A sido elegida como la palabra del año cuando para nada hubiésemos querido sacarla del baúl y desempolvarla. Era un vocablo perteneciente al ayer y de repente, ¡zas!, aparece en primera línea de fuego, cargada de temores, bostezos y cautelas. Ahí la tienen: confinamiento. Más usada que un billete de 5 euros y manoseada casi hasta el punto del desgaste. Ha sido coronarla y llegar la noticia de que no se aplicará en tiempos de Nochevieja, cuando pendía sobre nuestras cabezas su temible espada de Damocles.

Una palabra se puede pronunciar con alegría de celebración o con temblor de incertidumbre. Confinamiento no corresponde a ninguna de ambas familias. Su presencia equivale a la aparición de un cuerpo extraño que no fuimos capaces de detectar en un principio en toda su gravedad. Unos días en casa, decíamos, y todo se ablandará. Al paso de las semanas la gente fue pronunciándola primero con un punto de hastío, luego con algo de cansancio, más tarde con rabia y al cabo con un prefijo un tanto grueso. "Estoy hasta los (...) del confinamiento", ¿se acuerdan?

Mientras la Academia de la Lengua debatía cuál iba a ser la palabra del año, científicos y políticos hacían cálculos. Sus números se parecen a los libros de cuentas de tantos y tantos comercios, de tantas y tantas empresas, de tantas y tantas familias: un balance apurado para salvar el cuello a 31 de diciembre. Vienen a decirnos que como gastemos más libertad de la cuenta en estos días de cambio de año volverá Paco con las rebajas, es decir, regresaremos a pronunciar la palabra confinamiento en presente rabioso de indicativo.

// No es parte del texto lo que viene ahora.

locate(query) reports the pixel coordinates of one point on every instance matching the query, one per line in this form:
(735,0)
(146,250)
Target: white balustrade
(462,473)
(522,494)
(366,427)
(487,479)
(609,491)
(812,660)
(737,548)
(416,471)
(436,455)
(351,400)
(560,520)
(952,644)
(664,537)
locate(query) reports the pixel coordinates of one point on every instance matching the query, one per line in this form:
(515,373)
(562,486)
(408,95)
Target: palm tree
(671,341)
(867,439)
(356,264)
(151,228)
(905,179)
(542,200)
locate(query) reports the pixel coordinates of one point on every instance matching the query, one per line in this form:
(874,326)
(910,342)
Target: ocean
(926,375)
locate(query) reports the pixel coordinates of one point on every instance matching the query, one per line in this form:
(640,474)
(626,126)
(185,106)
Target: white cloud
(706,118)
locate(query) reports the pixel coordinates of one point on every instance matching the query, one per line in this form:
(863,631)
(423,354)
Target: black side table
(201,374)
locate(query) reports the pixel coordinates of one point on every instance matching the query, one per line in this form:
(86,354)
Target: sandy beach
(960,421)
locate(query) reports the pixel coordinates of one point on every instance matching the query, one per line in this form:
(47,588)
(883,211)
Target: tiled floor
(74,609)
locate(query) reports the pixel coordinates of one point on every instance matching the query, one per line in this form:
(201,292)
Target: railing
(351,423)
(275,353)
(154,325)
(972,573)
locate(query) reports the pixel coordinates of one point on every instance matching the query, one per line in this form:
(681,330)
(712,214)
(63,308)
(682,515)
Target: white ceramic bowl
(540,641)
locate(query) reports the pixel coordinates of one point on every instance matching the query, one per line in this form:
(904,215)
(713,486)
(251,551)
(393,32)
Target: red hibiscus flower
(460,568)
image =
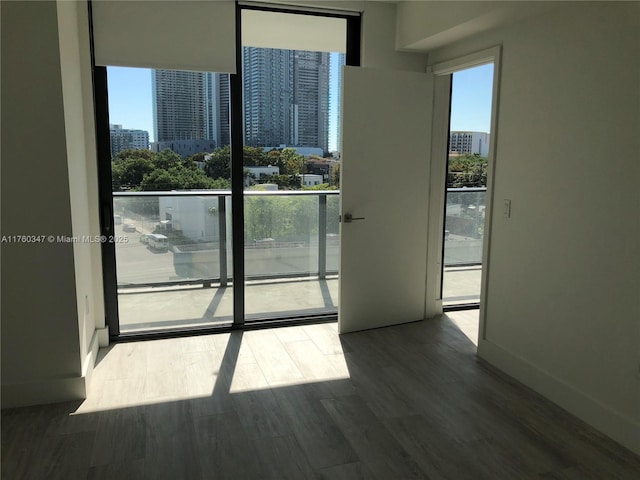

Ese es el peligro, digámoslo ya. Pasarse de la raya. De momento nos alegran el día diciéndonos que no van a apretar las cadenas más de lo que ya estaban (con qué poco nos conformamos, esa es la lección magistral de estos días...), que no estrecharán más el paso de año. Por ese desfiladero cabemos todos, seguro. Hemos de hacer por pasar. Quiero verles dentro de unos días con una sonrisa en el año entrado ya. Con eso me conformo. No es poco.